Post your opening. Find specialty group fitness instructors on FitHire by Coach360. Post your opening and let the format speak for itself.

Frequently Asked Questions

How does WARRIOR Rhythm meet cert standards for group fitness instructors?

Specifically, the WARRIOR course work meets the cert standards of ACE, NASM, and AFAA. Ellen built the company with accredited in mind. She created intake tools and training records that cert bodies could review.

For Operators and Instructors

Can studio studios license WARRIOR Rhythm formats for their group fitness program?

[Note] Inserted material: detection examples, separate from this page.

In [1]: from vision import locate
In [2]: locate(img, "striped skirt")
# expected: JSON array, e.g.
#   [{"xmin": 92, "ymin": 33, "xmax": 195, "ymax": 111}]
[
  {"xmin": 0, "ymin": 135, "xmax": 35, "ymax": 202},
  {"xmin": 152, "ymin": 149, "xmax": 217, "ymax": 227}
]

Yes. While each format is distinct, WARRIOR Rhythm has 6 branded group fitness formats available through instructor cert training. Operators can reach WARRIOR-trained instructors through its global network, now active in 14 countries. WARRIOR blends mindfulness, HIIT, yoga flows, and strength training.

What makes WARRIOR Rhythm different from standard group fitness formats?

Instead of treating intensity and mindfulness as separate disciplines, WARRIOR moves students through both states in a single session. Instructors train to use language and pacing as nervous system tools, not just coaching cues. It is for students who want the challenge of HIIT and the reset of yoga. They should not have to choose between them.

How long does it take to become a certified group fitness instructor in WARRIOR Rhythm?

Certification timelines depend on format. WARRIOR training courses qualify for cert credits through ACE, NASM, and AFAA. Master trainer pathways exist for instructors who want to teach other instructors. This is how WARRIOR scaled to 14 countries while keeping delivery standards.